If a request is blocked, you get a clear error message:

http: insecure http requests are disabled
http: host is not allowed
http: ip is not allowed
LimitValue
Request timeout5 seconds (1 second connect timeout)
Max response body1 MB
Max request body256 KB
Max redirects3
Max requests per SQL statement100
Concurrent requests per tenant20 (5 reserved for interactive, 15 shared)

These limits are fixed and cannot be changed with session parameters.

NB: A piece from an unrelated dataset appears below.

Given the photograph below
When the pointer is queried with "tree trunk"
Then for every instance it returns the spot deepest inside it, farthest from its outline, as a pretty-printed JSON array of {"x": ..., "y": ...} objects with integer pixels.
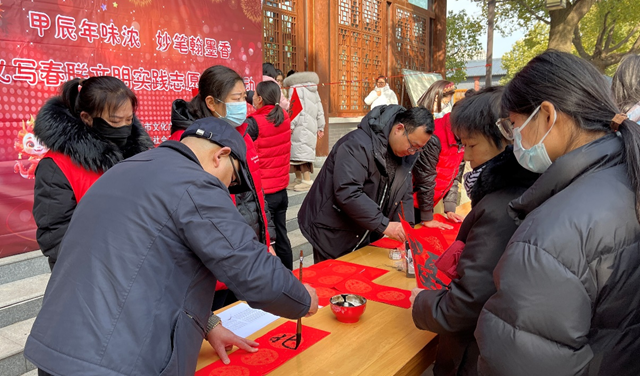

  • Large responses — if an API returns more than 1 MB, the request fails. Paginate or filter on the API side.
  • Slow APIs — anything over 5 seconds total (including DNS, connect, and transfer) times out.
  • Bulk calls — a single SELECT that calls http_get() for 100+ rows hits the per-statement limit. Break into batches.
  • Concurrent load — 20 concurrent requests per tenant prevents one database from monopolizing network resources.
  • Superuser only — all http functions require the database admin role.
  • UTF-8 responses only — non-UTF-8 response bodies cause an error. Binary APIs (images, protobuf) are not supported.
  • HEAD requests don’t follow redirectshttp_head() returns the redirect status (301, 302) rather than following it. Use http_get() if you need to follow redirects.
  • Redirect method changes — on 301-303 redirects, POST/PUT/PATCH become GET. Only 307-308 preserve the original method.
  • No proxy support — environment proxy variables are ignored.